Friday 13 December 2013
just been to sas professionals road show in the new sas office in London
A couple of days ago
I attended a sas professionals (http://www.sasprofessionals.net/)
event focusing on sas V9.4 which is due to be launched in Europe in January
2014 (with statistics 12.3, 13.1 to follow towards the end of the year) . As
usual there is so much new terminology to learn and new paradigms to get one's
head around. Naturally I concentrated on what really interests me - Analytics.
But there are some non-analytics things that might interest analysts such as
myself:
- Sas has significantly hardened the security
2.
There are a few new ODS destinations that are aimed at the mobile device
world. But the one that is to me the game changer is the ODS to MS PowerPoints
completing the suit of preferred
delivery platforms. Let me spell this out a good sas programmer can create
automatically sleek pdfs, excels, PowerPoints. Now it all can also be ziped
automatically with an ods option.
- Sas has introduced two new scripting languages: FedSQL and DS2. The latter, DS2, is something every sas programmer who respect his-self should know. It harks back to the AF object oriented SCL (oh the good old days) so sas dinosaurs like my self will feel at home. The power, according to the presenters, is the ability to truly harness parallel programming and code objects that a truly portable to other environments. We are just facing a case where we could have benefited for the latter feature - we created an amazing solution and now the client wants the beautiful data steps dumbed down to SQL. In the new world we can just hand over the DS2 and it will work as is in say Oracle.

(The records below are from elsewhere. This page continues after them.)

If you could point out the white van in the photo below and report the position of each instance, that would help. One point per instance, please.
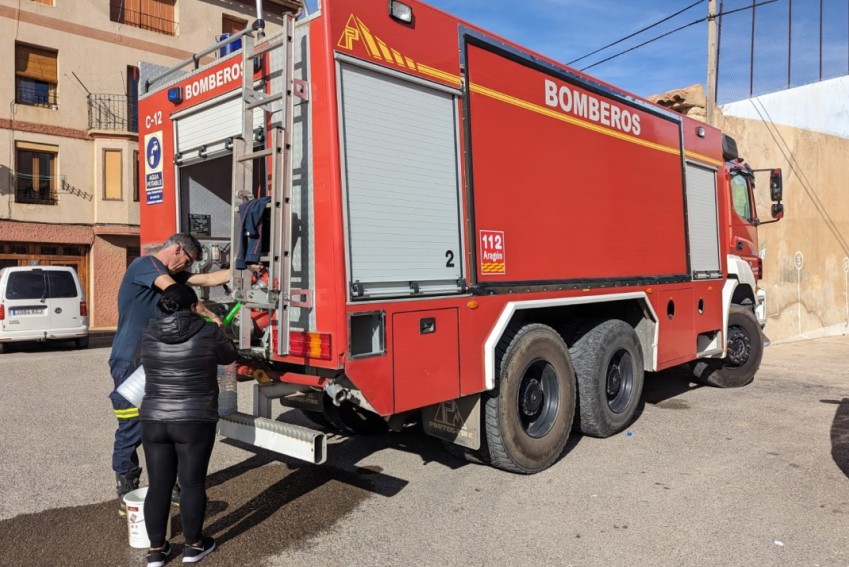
(42, 303)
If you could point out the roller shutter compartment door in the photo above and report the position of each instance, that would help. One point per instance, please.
(702, 222)
(401, 176)
(210, 127)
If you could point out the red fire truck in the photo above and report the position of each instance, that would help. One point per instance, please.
(425, 221)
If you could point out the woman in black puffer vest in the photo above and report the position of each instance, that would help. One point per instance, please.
(180, 354)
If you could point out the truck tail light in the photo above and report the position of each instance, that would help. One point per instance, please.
(310, 345)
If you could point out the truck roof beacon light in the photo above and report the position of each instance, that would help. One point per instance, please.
(401, 12)
(175, 95)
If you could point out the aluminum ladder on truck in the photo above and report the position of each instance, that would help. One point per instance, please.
(272, 98)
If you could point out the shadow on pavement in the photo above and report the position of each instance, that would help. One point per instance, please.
(840, 434)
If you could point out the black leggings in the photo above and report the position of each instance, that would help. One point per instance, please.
(174, 448)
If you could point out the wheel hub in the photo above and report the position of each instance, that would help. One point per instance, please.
(614, 380)
(532, 397)
(739, 346)
(620, 381)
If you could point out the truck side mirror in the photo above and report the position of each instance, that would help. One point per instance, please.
(775, 185)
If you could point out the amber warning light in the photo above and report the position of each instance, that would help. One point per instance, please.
(310, 345)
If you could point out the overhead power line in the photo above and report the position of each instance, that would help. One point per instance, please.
(638, 32)
(694, 22)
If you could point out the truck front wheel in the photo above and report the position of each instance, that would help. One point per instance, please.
(528, 417)
(608, 363)
(745, 348)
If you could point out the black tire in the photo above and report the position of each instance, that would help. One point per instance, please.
(745, 350)
(528, 417)
(608, 362)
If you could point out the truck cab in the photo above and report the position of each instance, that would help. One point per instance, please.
(743, 221)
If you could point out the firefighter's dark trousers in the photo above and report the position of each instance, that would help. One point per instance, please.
(125, 456)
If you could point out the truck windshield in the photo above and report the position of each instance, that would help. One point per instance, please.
(740, 197)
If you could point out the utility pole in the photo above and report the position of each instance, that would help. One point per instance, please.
(710, 104)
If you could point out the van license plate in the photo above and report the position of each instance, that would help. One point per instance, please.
(27, 311)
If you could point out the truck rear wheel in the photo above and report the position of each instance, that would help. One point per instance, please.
(528, 417)
(608, 363)
(745, 350)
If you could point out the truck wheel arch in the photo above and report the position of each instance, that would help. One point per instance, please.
(533, 310)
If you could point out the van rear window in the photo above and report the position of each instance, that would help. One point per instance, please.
(26, 285)
(33, 285)
(61, 284)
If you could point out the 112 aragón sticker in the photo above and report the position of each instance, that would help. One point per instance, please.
(493, 258)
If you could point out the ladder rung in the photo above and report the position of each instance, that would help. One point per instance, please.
(254, 155)
(266, 48)
(263, 99)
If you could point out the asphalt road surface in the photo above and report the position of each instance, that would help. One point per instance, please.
(753, 476)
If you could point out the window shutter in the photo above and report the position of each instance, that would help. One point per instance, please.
(35, 63)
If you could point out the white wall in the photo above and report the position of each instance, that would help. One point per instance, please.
(821, 107)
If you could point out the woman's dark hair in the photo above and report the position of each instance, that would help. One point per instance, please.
(177, 297)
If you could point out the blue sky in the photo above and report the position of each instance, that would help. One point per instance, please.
(567, 29)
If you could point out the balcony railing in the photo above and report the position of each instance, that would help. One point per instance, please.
(112, 112)
(161, 23)
(35, 93)
(36, 190)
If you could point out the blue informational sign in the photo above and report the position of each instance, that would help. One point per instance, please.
(154, 182)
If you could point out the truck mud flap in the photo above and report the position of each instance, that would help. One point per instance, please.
(284, 438)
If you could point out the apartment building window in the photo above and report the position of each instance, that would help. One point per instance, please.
(112, 175)
(35, 173)
(231, 24)
(153, 15)
(35, 75)
(133, 97)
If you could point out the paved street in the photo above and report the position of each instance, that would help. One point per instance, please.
(755, 476)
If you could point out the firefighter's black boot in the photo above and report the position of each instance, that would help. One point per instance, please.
(125, 483)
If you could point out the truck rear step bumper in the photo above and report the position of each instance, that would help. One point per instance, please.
(284, 438)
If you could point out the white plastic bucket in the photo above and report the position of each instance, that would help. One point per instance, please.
(132, 389)
(135, 519)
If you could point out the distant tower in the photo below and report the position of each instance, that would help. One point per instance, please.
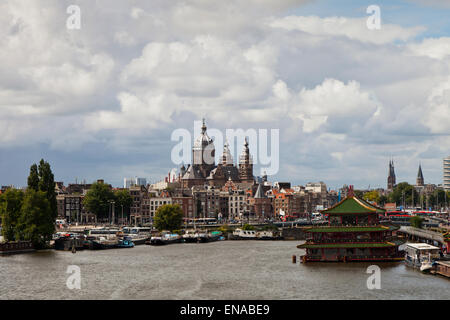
(246, 165)
(203, 151)
(419, 180)
(227, 159)
(446, 181)
(391, 176)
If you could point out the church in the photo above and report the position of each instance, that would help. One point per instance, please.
(203, 170)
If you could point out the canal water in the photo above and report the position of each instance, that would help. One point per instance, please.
(219, 270)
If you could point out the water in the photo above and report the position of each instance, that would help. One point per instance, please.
(219, 270)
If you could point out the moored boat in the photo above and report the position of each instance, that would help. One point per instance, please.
(126, 242)
(69, 242)
(421, 256)
(164, 238)
(190, 236)
(103, 243)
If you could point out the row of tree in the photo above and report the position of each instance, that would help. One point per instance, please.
(30, 215)
(98, 200)
(407, 195)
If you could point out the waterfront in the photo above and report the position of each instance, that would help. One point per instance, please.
(218, 270)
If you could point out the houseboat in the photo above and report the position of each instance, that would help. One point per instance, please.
(240, 234)
(190, 236)
(16, 247)
(164, 238)
(353, 233)
(442, 268)
(139, 235)
(421, 256)
(69, 242)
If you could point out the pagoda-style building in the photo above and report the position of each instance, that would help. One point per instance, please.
(353, 233)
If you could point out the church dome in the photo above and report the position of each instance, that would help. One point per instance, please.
(203, 140)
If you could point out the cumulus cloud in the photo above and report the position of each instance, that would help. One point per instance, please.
(335, 104)
(339, 92)
(352, 28)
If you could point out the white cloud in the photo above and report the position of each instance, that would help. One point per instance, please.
(336, 90)
(341, 106)
(352, 28)
(437, 109)
(436, 48)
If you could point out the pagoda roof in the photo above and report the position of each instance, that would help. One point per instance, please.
(353, 205)
(351, 228)
(347, 245)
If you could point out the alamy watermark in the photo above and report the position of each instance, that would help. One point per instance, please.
(74, 20)
(264, 150)
(374, 21)
(74, 280)
(374, 281)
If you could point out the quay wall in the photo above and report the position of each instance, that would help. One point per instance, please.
(295, 233)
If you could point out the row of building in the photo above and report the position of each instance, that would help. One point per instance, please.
(226, 191)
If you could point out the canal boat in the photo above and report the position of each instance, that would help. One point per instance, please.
(268, 235)
(126, 242)
(203, 236)
(139, 235)
(216, 236)
(102, 243)
(190, 236)
(353, 233)
(421, 256)
(16, 247)
(240, 234)
(164, 238)
(69, 242)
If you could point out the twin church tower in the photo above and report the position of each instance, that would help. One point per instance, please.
(203, 170)
(392, 181)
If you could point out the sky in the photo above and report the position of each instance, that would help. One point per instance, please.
(102, 101)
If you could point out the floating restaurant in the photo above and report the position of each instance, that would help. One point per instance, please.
(353, 233)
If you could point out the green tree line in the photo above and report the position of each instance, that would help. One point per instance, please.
(30, 215)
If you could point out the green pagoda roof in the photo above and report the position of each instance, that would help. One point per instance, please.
(353, 205)
(346, 245)
(349, 229)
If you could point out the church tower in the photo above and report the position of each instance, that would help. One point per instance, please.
(227, 159)
(246, 165)
(391, 176)
(419, 180)
(203, 153)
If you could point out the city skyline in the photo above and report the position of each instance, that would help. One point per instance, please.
(344, 97)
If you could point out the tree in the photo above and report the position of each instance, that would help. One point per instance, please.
(372, 196)
(358, 193)
(123, 198)
(47, 185)
(382, 201)
(248, 227)
(10, 211)
(33, 178)
(403, 194)
(36, 222)
(41, 178)
(168, 217)
(416, 222)
(97, 200)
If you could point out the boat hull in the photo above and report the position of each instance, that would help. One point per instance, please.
(67, 244)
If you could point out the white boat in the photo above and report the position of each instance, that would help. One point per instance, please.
(421, 255)
(255, 235)
(190, 236)
(139, 235)
(244, 234)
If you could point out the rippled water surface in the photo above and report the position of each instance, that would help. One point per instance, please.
(219, 270)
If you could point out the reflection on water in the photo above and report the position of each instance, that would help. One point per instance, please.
(220, 270)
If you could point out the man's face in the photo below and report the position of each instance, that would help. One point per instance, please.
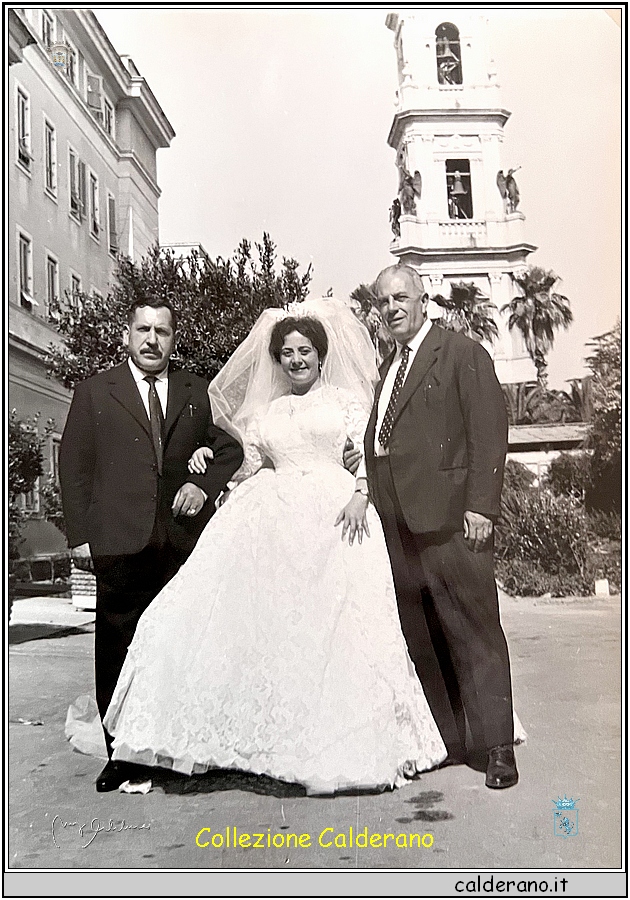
(401, 304)
(150, 338)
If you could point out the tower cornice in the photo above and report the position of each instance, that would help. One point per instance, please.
(494, 116)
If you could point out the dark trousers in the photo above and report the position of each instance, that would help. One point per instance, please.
(125, 586)
(449, 613)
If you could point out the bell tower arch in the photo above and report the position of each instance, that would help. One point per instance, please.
(459, 218)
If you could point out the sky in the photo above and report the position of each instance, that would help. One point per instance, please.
(282, 115)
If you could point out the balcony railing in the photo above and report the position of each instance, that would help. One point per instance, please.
(459, 231)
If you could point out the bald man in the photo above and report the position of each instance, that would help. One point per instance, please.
(435, 451)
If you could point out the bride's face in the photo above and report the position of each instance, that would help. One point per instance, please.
(300, 362)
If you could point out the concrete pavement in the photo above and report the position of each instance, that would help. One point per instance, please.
(566, 674)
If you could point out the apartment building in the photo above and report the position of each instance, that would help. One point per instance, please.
(84, 131)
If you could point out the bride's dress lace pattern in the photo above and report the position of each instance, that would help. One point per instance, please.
(277, 648)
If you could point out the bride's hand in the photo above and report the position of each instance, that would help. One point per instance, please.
(197, 462)
(354, 518)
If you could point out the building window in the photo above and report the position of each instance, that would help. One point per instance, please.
(54, 458)
(111, 225)
(25, 272)
(47, 27)
(448, 53)
(95, 96)
(77, 185)
(50, 151)
(458, 189)
(24, 155)
(94, 206)
(71, 68)
(108, 117)
(30, 501)
(52, 283)
(75, 290)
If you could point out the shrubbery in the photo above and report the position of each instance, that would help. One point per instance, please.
(25, 467)
(548, 542)
(569, 475)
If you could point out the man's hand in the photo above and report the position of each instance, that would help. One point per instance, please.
(352, 456)
(82, 557)
(354, 519)
(188, 500)
(197, 463)
(477, 530)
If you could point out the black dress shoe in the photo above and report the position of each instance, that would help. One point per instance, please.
(450, 761)
(112, 776)
(501, 771)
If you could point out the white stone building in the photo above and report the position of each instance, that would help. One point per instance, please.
(455, 224)
(82, 142)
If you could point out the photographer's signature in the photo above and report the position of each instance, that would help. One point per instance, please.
(89, 830)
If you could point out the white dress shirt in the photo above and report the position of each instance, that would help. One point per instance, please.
(388, 383)
(161, 386)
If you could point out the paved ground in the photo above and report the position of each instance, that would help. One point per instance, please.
(566, 672)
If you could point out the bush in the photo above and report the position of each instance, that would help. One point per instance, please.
(551, 531)
(516, 477)
(569, 475)
(604, 525)
(25, 467)
(605, 438)
(50, 499)
(548, 544)
(217, 302)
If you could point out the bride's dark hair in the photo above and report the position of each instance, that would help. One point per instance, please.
(307, 326)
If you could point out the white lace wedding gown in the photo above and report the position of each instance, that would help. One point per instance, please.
(277, 648)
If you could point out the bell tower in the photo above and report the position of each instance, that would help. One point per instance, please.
(456, 217)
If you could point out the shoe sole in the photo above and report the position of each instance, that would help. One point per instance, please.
(498, 787)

- The IT oriented people will be thrilled with the new embedded web-server (save some licencing money there) and the shinny new sas environment manager
On the analytics
side the most interesting development I noted was the High Performance
procedures. They are designed for MPP environments doing true
parallel-in-memory processing. They come in bundles focusing on: statistics,
econometrics, optimisation, data mining, text mining, forecasting. It seems
that the re-written engines also perform significantly better on SNP
environments (you know the pcs and servers we are using). In essence the
technology uses the hardware better than ever as long as you have more than one
core and a enough memory assigned to you. A small, but useful, HPxxx procs will
be included in sas base if one licences other statistically oriented packages
(stat, or, ets, miner …) . It would be interesting to stress test them on a SNP
environment and figure out the optimal settings.
It seems to me that
most of the new features that were discussed for the EM 12.3 are features that
were there in 2.0 till 4.0 but disapeared in the move to the thin client in 5.0
such as Enhanced control over Decision Trees. A new and interesting additions
is the Survival data mining introducing time varying covariates.
I will defiantly
have to look deeper into
- Sas Contextual Analysis
- Recommendation engine
One interesting
observation is the not many chose to go to the analytics session but to the BI
and Enterprise Guide ones. Am I of a dying kind? Or is it that all the sas
statistical programmers are so busy they do not have time to come to events
such as this?
Tuesday 19 March 2013
Is there a business case for underpinning strategic human capital planning with advanced numerical analytics?
Too many managers hasten to respond negatively to the question I posed in the title before really understanding fully the terminology. Evidence based decision making will never replace the good old intuition, gut feeling or back of a fag-packet decisions. To get these right you have to be brilliant and lucky. Even if you are, you have taken care of the high level but not of the details. An experienced architect will be able to immediately tell you during a site visit that there are several ways to build a bridge and propose an off the cuff strategy (say a metal hanging bridge). Even if we do not explore other options for building the bridge we cannot (and should not) proceed without detailed plans and costings. But that is exactly what is happening again and again when companies make decision about their most important resource – their people.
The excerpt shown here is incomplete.